可能是她太想做好了,在第一位客人那里闹出洋相后,她便费了好大劲,把那些商品位置记了个清清楚楚。
不过这种累,好像在一个学生问胶带在哪里,她准确地告知位置,收到那一声甜甜的感谢后,便也烟消云散了。
姜淣长舒了口气,小腿晃了晃,抬头去看漂亮的落霞。
突然,有毛绒绒的温热触感,轻贴上她的脚踝。
姜淣低头,跟一只白色小狗对上眼神。
小狗体型不大,将将到她小腿处,毛发有些潦草,但很干净健康,能看出来被养得很好。
她从小就喜欢小动物,但崔女士嫌麻烦,不同意她养。于是她只好在网络上看别人家的过眼瘾,这种品种的小狗她也见过,应该是西高地白梗。
姜淣将手虚虚握拳,伸到小狗鼻子下,等它凑上来嗅完后,才抬手顺了顺它的头毛。
她注意到小狗脖子上的项圈,柔声问道:“你的主人呢?”
小狗像是听懂了似地叫了两声,歪头蹭了蹭她的手,很乖地挨着她的腿坐下了。
“大王!”
带点愠色的声音响起,听起来有些熟悉。
身旁的小狗猛地起身,姜淣也转过头。
原来是早上的那位客人。
被叫大王的小狗颠颠地跑过去,尾巴摇得像个小风车,在他腿边打转。
闻执伸手,毫不费力地把它捞起来,似乎想冷下脸教育两句。
但大王很识时务,讨好地往他怀里钻。
看着他想发火又发不出的样子,姜淣偷偷笑了笑。
没想到,抬眼便对上闻执朝她看过来的视线。
她忘了自己捂得严严实实,急忙正色。
“不好意思,打扰你了。”
他冲她礼貌地轻点了点头。
倒是把姜淣搞得不自在了,连连摆手道:“啊……没事的,它很可爱。”
说罢,她看到68路远远地开过来,便起身,提前站到路边。
“同学,书忘带了。”
姜淣顺着他的目光看去,原来是一本紫皮版的五三被遗落在椅子上,就在她刚刚坐的位置旁。
一瞬间痛苦的回忆袭来,她避之不及般地否认,“不是我的,我已经毕业了。”
闻执察觉到她有些过激的反应,唇角微勾,解释了句,“抱歉,以为你是附近补课的学生。

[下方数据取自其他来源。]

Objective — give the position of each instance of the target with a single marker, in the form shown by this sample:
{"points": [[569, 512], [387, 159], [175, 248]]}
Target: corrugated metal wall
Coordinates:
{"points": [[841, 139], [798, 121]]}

”
姜淣这才反应过来,自己还是“养蜂人”呢。别说这位客人没认出来她,估计她妈崔女士来了,都要犹豫两秒。
“那个,我们早上见过的,”她犹豫道,又像是要自证似的,把帽子摘了下来,“我是……”
她刚想说自己是便利店的员工,眼前的人却突然笑起来。
跟方才未达眼底、疏离客气的笑不太一样。
而是看起来鲜活又生动。
甚至……让她觉得有些晃眼。
“原来是新员工。”
他开口,含着点笑意,故意把“新员工”三个字咬得清晰缓慢。
姜淣听出他话里的调侃,咬了咬下唇,莫名感到有股热气,顺着脖颈处蒸腾上来。
她不知道是因为窘迫,还是什么。
68路车在前面缓缓停靠,姜淣像看见救命稻草般,快步走过去,轻声道:“我走了,再见。”
她忘了把帽子再戴回去,路过闻执身旁时,阳光照过来,便下意识地眯了眯眼。
他抬手,从她手中拿过帽子,又一抬手,轻轻罩在她头上。
跟做好人好事似的。
大王应景地呜呜了两下,算是见证狗。
“明天见啊,新员工。”
他在她身后说。
又是那种,带着点捉摸不透的笑意的声音。
*
闻执抱着大王,慢慢走向路口。
那处停着辆很是骚包的粉色跑车,倚在车头的人见了他,伸手进去按了两下喇叭,算作欢迎。
闻执走近,皱了皱眉:“你干脆拿一挂鞭炮放算了。”
陈亦驰有点委屈,“不是,大哥,不让我进小区就算了,鸣个笛也不行啊。”
“别说进小区,你这车就算停门口,我都能被那些老头老太太讨论一个礼拜。”
闻执挠了挠大王的下巴,闲闲道。